Me contó el tío Juanqui que la final del torneo se jugó en La Noria, atrás de las piletas. Un partido chivo entre Las Achiras y Urquiza. Finalizó dos a dos. Luego de un alargue enredado (con el público dentro de la cancha) llegaron los penales. Pancho definió la serie picando la pelota por encima del arquero.
Francisco finalmente volvió una tarde de Navidad. El mito, el hombre que se atrevió a picar la pelota en una final ya no era aquel wing izquierdo. Era un tipo desairado y de aspecto abandonado. Tenía rasgos duros, una mirada triste y hostil, tierna por momentos y filosa por otros. Párpados caídos y una cicatriz límpida le franqueaba el ojo. Apareció en un Dodge Polara. Nunca voy a olvidar la cara de ese pibe de seis años; era todo felicidad.
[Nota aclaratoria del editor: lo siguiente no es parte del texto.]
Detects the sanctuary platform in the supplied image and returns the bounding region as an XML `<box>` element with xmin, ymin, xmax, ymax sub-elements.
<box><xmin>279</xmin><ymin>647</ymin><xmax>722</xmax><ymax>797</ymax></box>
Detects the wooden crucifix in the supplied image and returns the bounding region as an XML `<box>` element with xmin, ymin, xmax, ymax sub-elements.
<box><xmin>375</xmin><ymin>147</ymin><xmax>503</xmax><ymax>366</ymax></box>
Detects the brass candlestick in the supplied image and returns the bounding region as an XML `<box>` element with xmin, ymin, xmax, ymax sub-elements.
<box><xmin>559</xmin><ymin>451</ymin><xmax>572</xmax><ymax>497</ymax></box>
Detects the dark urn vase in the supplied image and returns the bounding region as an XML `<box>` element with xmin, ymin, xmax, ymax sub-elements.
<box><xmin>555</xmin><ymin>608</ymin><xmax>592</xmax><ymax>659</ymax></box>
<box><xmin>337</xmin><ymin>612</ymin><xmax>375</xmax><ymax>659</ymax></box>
Las dos amigas sentadas junto a mi box finalmente lograron descargar el bendito programa. La espera que fue motivo de tanto fastidio e impaciencia llegó a su fin. Pensé: “ellas pueden instalar o desinstalar cuando quieran, en cambio en la vida real no existe el CTRL+Z (Deshacer) y tampoco se puede resetear o reiniciar siempre, hay momentos que cuando se pierden ya no vuelven más”. Comprendí, en ese momento, la angustia de Favio por no recibir una directiva en la ratonera y el desaliento de papá ante una derrota electoral. Pero sobre todo recordé el Dodge Polara con Luisito y su papá, en esa Navidad tan esperada. Ellos dos juntos otra vez. Quizás Pancho no sea el mejor ejemplo para un pibe, quizás no debió picar la pelota sobrando al rival, quizás no debía irse un día para no volver. El mito dice que jugo de wing y vivió en Sarmiento. No lo sé. Lo que sí sé es que fue y será el mejor regalo para ese pibe.